No boom, only doom awaits gold!
By Geena Paul
MUMBAI (Commodity Online): A few months ago I had written about the gold's love for tragedies. Gold always thrived on disasters like recession and rising inflation rates. So when the world is looking rosy and there are no immediate financial dangers lurking in the backyard of countries, what will the much-sought-after yellow metal do?
If you want to know this, just have a look at the movements of gold prices in the recent past when World Bank and International Monetary Fund predicted that the global economy is back on track and countries like India and China are set to make better than expected growth rates.
What more, even the US is on way to recovery. Same is the case with European nations. So, everything is hanky-dory - EXCEPT FOR GOLD.
The yellow metal can't stand anything good. Because, uncertainty is gold's biggest bet. It always rides the recession wave and making use of the confusion in the global economy during the past two years gold soared to levels beyond $1,200 per ounce. Yes, gold boom forecasters will always say the metal is set to cross $1,300 per ounce soon and even the prices may cross $1500 per ounce within a year. However, when reports came in that the global economy is on strong footing now, most of these soothsayers for gold have vanished from the news reports.

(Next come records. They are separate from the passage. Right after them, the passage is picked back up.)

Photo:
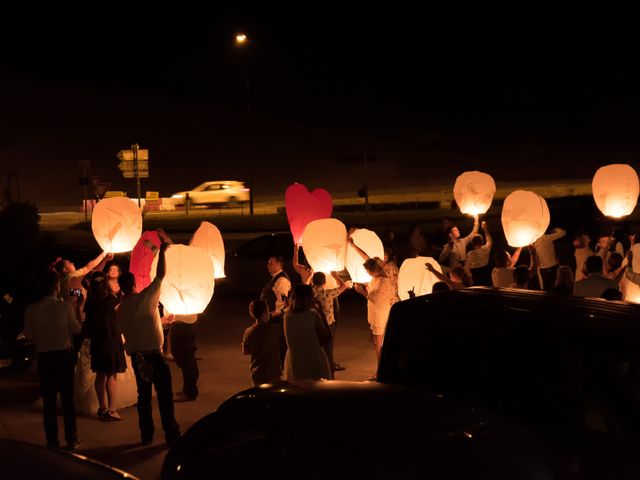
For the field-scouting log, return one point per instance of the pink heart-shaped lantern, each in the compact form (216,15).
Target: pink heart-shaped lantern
(304,207)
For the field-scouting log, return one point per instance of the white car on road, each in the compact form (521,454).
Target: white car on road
(214,193)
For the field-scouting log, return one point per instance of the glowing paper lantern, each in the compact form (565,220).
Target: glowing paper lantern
(474,192)
(325,245)
(615,189)
(142,257)
(304,207)
(116,224)
(525,217)
(371,244)
(188,284)
(209,239)
(413,275)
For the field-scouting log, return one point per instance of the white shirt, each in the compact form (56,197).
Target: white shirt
(139,320)
(51,322)
(593,285)
(581,256)
(545,250)
(502,277)
(281,289)
(453,256)
(478,257)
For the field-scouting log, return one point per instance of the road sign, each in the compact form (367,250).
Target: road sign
(127,166)
(132,174)
(127,155)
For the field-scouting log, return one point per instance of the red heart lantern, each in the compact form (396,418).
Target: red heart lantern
(304,207)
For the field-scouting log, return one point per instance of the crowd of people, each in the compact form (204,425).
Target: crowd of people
(102,344)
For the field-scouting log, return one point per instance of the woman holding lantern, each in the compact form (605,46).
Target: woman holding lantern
(381,294)
(305,333)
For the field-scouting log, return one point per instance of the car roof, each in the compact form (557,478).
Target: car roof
(26,460)
(364,400)
(567,311)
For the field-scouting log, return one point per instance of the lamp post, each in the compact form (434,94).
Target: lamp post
(242,42)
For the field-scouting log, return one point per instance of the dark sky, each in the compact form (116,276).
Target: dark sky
(433,84)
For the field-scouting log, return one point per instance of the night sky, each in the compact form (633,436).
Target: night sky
(429,90)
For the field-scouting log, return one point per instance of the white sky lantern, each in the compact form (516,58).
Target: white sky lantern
(188,285)
(116,224)
(371,244)
(474,192)
(615,189)
(525,217)
(325,245)
(414,276)
(209,239)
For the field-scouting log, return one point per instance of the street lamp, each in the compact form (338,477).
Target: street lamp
(242,41)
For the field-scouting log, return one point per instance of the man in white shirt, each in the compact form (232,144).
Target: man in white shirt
(52,322)
(454,253)
(478,258)
(140,323)
(583,251)
(547,258)
(276,293)
(595,283)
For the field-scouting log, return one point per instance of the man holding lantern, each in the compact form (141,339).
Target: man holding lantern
(140,323)
(454,253)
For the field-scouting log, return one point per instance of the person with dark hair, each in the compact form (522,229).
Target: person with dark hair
(381,294)
(303,269)
(564,281)
(275,293)
(52,323)
(454,253)
(612,294)
(139,320)
(596,282)
(440,287)
(262,342)
(547,258)
(478,257)
(502,273)
(306,333)
(325,298)
(582,252)
(459,277)
(182,340)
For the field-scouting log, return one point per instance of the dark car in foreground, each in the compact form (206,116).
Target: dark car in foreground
(566,368)
(339,429)
(25,460)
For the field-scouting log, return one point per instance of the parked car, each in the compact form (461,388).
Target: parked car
(213,193)
(339,429)
(566,368)
(25,460)
(246,266)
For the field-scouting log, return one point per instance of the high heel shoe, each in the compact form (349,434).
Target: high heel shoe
(113,416)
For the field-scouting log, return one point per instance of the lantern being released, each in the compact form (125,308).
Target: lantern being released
(415,277)
(209,239)
(474,192)
(525,217)
(116,224)
(368,242)
(304,207)
(615,189)
(325,245)
(188,284)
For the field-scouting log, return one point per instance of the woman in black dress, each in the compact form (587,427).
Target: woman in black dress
(107,351)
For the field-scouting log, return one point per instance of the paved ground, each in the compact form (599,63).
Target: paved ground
(224,371)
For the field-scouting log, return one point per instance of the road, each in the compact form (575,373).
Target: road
(223,372)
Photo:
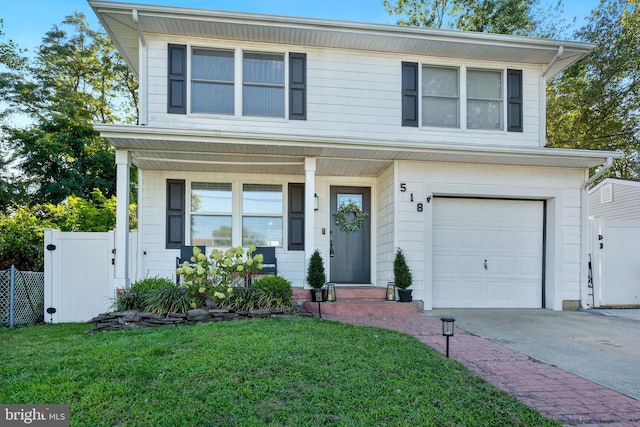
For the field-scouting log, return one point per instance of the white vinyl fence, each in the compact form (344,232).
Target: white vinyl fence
(79,274)
(615,259)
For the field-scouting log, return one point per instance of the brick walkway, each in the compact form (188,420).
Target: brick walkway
(558,394)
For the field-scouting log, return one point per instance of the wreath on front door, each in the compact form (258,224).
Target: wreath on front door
(344,223)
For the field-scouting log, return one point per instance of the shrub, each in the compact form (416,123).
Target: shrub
(315,273)
(215,276)
(156,295)
(266,293)
(279,286)
(401,272)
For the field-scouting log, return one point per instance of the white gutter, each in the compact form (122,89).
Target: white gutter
(553,61)
(584,290)
(136,19)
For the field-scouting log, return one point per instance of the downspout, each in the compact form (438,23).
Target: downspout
(583,231)
(142,66)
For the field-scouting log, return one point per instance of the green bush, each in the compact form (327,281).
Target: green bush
(316,276)
(156,295)
(279,286)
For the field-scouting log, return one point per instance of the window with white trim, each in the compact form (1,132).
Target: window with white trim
(211,214)
(440,97)
(262,84)
(212,77)
(484,100)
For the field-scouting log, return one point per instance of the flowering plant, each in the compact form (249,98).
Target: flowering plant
(215,276)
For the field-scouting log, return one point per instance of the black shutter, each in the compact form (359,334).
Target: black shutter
(177,82)
(175,213)
(296,217)
(410,94)
(298,86)
(514,100)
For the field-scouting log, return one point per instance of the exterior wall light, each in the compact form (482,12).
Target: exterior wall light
(447,329)
(391,291)
(331,292)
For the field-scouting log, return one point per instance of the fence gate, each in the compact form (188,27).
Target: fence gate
(78,275)
(21,297)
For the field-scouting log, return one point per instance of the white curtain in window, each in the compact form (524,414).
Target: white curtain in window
(440,97)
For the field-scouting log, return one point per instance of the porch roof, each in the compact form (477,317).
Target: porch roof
(195,150)
(129,23)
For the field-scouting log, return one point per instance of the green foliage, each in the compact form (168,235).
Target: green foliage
(170,298)
(22,240)
(274,284)
(266,372)
(401,272)
(316,276)
(75,79)
(155,295)
(22,230)
(215,276)
(517,17)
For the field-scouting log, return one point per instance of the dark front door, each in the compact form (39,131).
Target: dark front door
(350,251)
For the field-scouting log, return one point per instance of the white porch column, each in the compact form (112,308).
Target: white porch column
(123,164)
(309,212)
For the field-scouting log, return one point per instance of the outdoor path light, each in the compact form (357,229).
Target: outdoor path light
(447,329)
(331,292)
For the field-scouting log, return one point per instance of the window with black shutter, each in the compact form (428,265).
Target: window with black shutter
(175,213)
(514,101)
(298,86)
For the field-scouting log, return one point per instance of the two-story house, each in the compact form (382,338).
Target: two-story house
(257,129)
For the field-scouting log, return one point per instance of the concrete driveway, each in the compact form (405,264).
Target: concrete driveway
(602,346)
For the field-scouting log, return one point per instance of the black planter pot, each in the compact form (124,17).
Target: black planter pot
(405,295)
(318,295)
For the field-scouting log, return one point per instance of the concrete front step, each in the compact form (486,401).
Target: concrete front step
(362,308)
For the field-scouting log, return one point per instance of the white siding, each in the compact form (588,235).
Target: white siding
(385,227)
(352,94)
(560,188)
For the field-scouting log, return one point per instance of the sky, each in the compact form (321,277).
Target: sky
(26,21)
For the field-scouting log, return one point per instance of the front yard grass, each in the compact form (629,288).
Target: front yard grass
(281,372)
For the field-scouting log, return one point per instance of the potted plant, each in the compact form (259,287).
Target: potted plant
(402,277)
(316,277)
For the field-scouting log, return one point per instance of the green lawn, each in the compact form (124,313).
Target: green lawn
(282,372)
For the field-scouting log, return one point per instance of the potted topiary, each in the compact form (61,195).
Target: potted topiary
(402,277)
(316,277)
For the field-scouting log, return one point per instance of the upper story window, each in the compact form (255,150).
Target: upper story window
(262,215)
(484,99)
(211,214)
(438,92)
(237,83)
(440,97)
(263,85)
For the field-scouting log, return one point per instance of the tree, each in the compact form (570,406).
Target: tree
(594,104)
(518,17)
(76,78)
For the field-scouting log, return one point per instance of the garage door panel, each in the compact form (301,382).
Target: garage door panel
(505,233)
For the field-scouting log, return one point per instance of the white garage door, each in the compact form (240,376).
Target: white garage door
(487,253)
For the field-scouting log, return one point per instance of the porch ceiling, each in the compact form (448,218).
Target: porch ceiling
(126,22)
(188,150)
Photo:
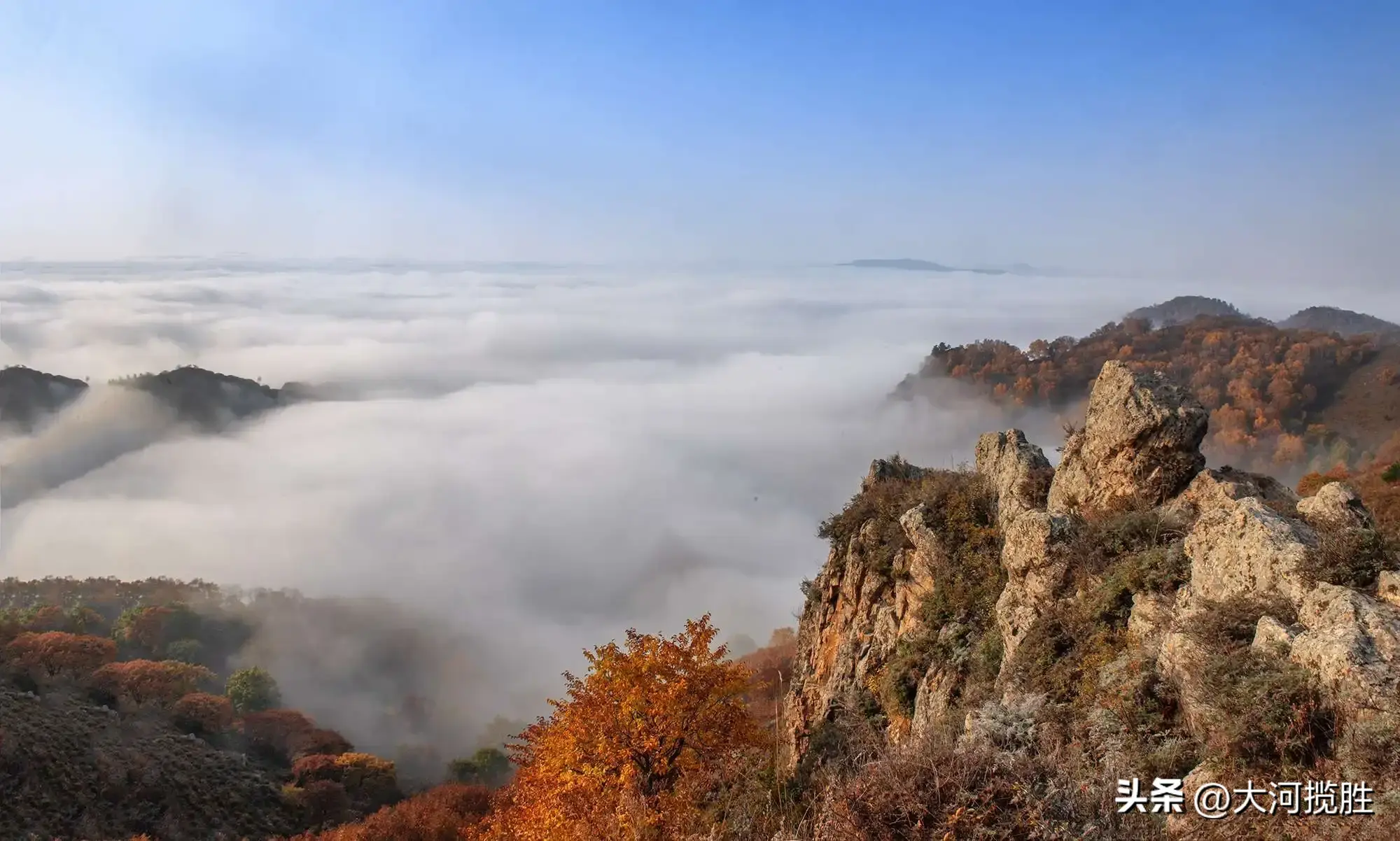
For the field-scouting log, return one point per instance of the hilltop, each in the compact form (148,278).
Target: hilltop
(1331,320)
(1280,398)
(995,649)
(985,653)
(27,397)
(206,400)
(135,707)
(1185,309)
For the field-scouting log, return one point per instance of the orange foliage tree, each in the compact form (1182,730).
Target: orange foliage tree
(1378,485)
(369,780)
(636,745)
(318,742)
(57,654)
(1261,383)
(204,713)
(772,668)
(144,682)
(276,731)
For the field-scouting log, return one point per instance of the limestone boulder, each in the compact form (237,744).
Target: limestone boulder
(1140,441)
(1242,548)
(1018,469)
(1035,559)
(1336,506)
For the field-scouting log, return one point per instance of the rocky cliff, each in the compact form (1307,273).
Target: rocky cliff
(1156,615)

Now, you can just see a few hardcore gold backers saying that the gold prices are in a lull and will stage and solid comeback with the prices going beyond $1,200 per ounce.
Considering the global scenario now, this is highly unlikely. Even though certain analysts love to believe that gold will soar with the coming festival season in India and China, that may be a limited one. Because, people in India and China, two major buyers of the metal, are staying away from buying the metal now as the prices are very high even now for them.
Then the other section of gold consumers - investors - also don't see much scope in buying the metal as there are many other options for them now like equity market, which is looking good in several nations now following a surge in economies. Again, metals like platinum and palladium, which have industrial use also, seem to be more lucrative for many investors now. Commodity investors have also realized that even commodities like garlic can beat gold in terms of profit (garlic and turmeric prices rose around 300% in the recent past).
So, smart investors are now dumping the 'risky' gold, which has shown a steady decline in the recent months. To add to gold's woes, UK bank Standard Chartered Plc this week lowered its 2011 gold forecast to $1,100 from $1,300 an ounce.
The bank has pointed out that a dollar rebound, lack of investment interest and weak central bank buying have damaged the prospects of gold. The US dollar remained a powerful influence on gold prices, and a resurgent dollar combined with high volatility would pressure gold prices, said the bank.
Gold often moves in opposite direction to the dollar, as the metal is used as a hedge against paper currency depreciation.
Not ready to accept the writing in the wall, some analysts are now trumpeting that investing in high-end jewellery, such as pieces made from gold, is a good option for consumers.
But, a recent report aid that consumers in India are shying away from gold jewellery because of the high prices. And, in China demand for gold has gone up but more and more people are now lured by platinum.
Considering these factors, it is not boom but doom is awaiting gold in the coming months. And, the yellow metals prices are set to come down further in markets like India as the jewellery demand takes a beating, the rates are set to fall. To add to that even as the demand falls, several gold miners across the globe had ramped up their production during the past couple of years anticipating a new surge in gold prices. This will result in more and more gold coming into the market.
Another factor which will rein in gold prices is that central banks across the globe are not very keen now to buy gold. After India's Reserve Bank made a 200 tonne purchase in November last, no other major banks have come forward to buy gold in a big way.
This disinterest by central banks is a clear and solid indication that gold prices are set to move down not up.